The US Supreme Court is now hearing arguments in cases where physicians have been convicted and sentenced for illegally prescribing excessive amounts of opiates that can lead to addiction or overdose deaths.
This is while the bankruptcy proceedings and payments being arranged by Purdue Pharma, a leading manufacturer of the opiate Oxy-Contin, and its owners, the Sackler family. A $6 billion settlement is awaiting approval by bankruptcy judge Choose Robert Drain which would direct the settlement to addiction and prevention programs in a number of states.
There are, in actuality, five entities with a stake in the opiates situation. First, of course, are the addicts themselves, who may have become addicted to the product either through prescribed medication for pain or by using it recreationally, as heroin was and continues to be. Second is Purdue Pharma, a company that enthusiastically promoted its products, as all companies do, in search of profits in the great American capitalist marketplace. Next are the communities that have suffered the negatives of opiate abuse, described generally as economically backward rural localities inhabited by intellectual dwarfs, and the governments that attempt to regulate their behavior. One of the largest stakeholders in the attempt to solve the opiate problem is the family of the addict or, even worse, the recipient of an overdose. However, the key element of the situation is the doctor prescribing the Oxy-Contin, since it's a highly-regulated Category 2 narcotic.
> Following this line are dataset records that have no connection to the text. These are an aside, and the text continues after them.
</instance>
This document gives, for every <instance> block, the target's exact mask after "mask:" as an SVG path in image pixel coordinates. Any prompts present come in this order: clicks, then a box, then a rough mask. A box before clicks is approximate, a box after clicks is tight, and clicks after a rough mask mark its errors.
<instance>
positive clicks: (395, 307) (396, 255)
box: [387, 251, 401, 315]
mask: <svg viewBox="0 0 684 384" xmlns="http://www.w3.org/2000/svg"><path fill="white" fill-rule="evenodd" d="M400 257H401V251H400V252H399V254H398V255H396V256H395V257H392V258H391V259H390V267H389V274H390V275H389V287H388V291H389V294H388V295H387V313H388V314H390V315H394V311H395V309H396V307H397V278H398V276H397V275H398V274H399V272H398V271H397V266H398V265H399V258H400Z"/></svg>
Perdue Pharma couldn't legally sell its flagship product in a retail environment. It must be prescribed by a licensed physician for purchase from a licensed pharmacy. The basis for the many suits against the manufacturer is that they encouraged doctors to prescribe their product for alleviating pain. Manufacturers always attempt to encourage the individuals responsible for a purchase to make it one of their products. In this case, the product is a legal one and Perdue Pharma was acting legally in encouraging its sale.
The key figures in the opioid epidemic are the prescribing doctors, who run a gamut from dedicated family physicians to cash-only prescription issuers who don't bother to examine the patient. Aside from actual dealers of stolen or fake opioids, criminals by definition, physicians are the sole source of these addicting products. Yet in a crisis with a trillion dollar price tag, the doctors, regarded in society as cousins of the angels, are relatively ignored, at least compared to big pharma. Even collectively, the government/legal machine can't extract $6 billion from the nation's doctors and incarcerate the most flagrant RX issuers. People would go berserk if they had to visit the penitentiary to get their blood pressure taken by the kindly Dr. Welby. So, Purdue Pharma gets the blame and the bill.
Maybe the pharmaceutical complex, like almost every aspect of the US health scene, has become a gigantic financial redistribution system, akin and in league with the legal system. Well, no maybe about it.